暫くの沈黙、しかしそれを破ったのは以外にもセフィロス。私の短髪とは正反対の長い銀髪を揺らし、その端正な口元が微かに動く。
「お前、明日からトレーニングルームで訓練しろ」
「……トレーニング?」
思いっきり怪訝な顔をする私にセフィロスは続ける。
「お前は今はごく僅かだが能力はある。それは感情の起伏により増幅されるが、マテリアの扱い方を知らないが故に上手く発動されない」
「……意味解んない」
私は率直な感想を述べたまでだが、セフィロスの目が険しくなった。それに気付いたジェネシスは溜め息を吐きながら補足する。
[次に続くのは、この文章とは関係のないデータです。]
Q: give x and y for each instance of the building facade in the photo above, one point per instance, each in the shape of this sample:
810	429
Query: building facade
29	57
「この部屋を見て解らないか?またこんな風にならない様に君はマテリアの使い方を知る必要があるって事だ」
「……それって私が元の世界に帰れない事を前提にして言ってるの?」
「現段階でその話をするのは無意味だな」
ピシャリと言い切るセフィロスにまたしても不安が押し寄せるが、私はまた冷水を浴びせられるかもしれないと必死に平静を保とうとする。
するとドアをノックする音が聞こえ、天の助けとも言えるアンジールと統括が姿を現した。アンジールはこの部屋の有り様と私の恰好の事を既に統括に説明済みの様で、統括は女子社員に用意させたと真新しい着替えが入った袋を持ってきてくれた。
私はすぐにバスルームにて袋を確認。ご丁寧に下着も入っている。急いでそれらを身に付けてみるが、下着は何とかなったが服は全てにおいて大きかった。
ここの世界じゃこれが普通なの?と思いつつも贅沢は言っていられない。
私はそれらを纏い、これから重苦しい統括の話がある事を考え、深呼吸をしてからバスルームを後にした。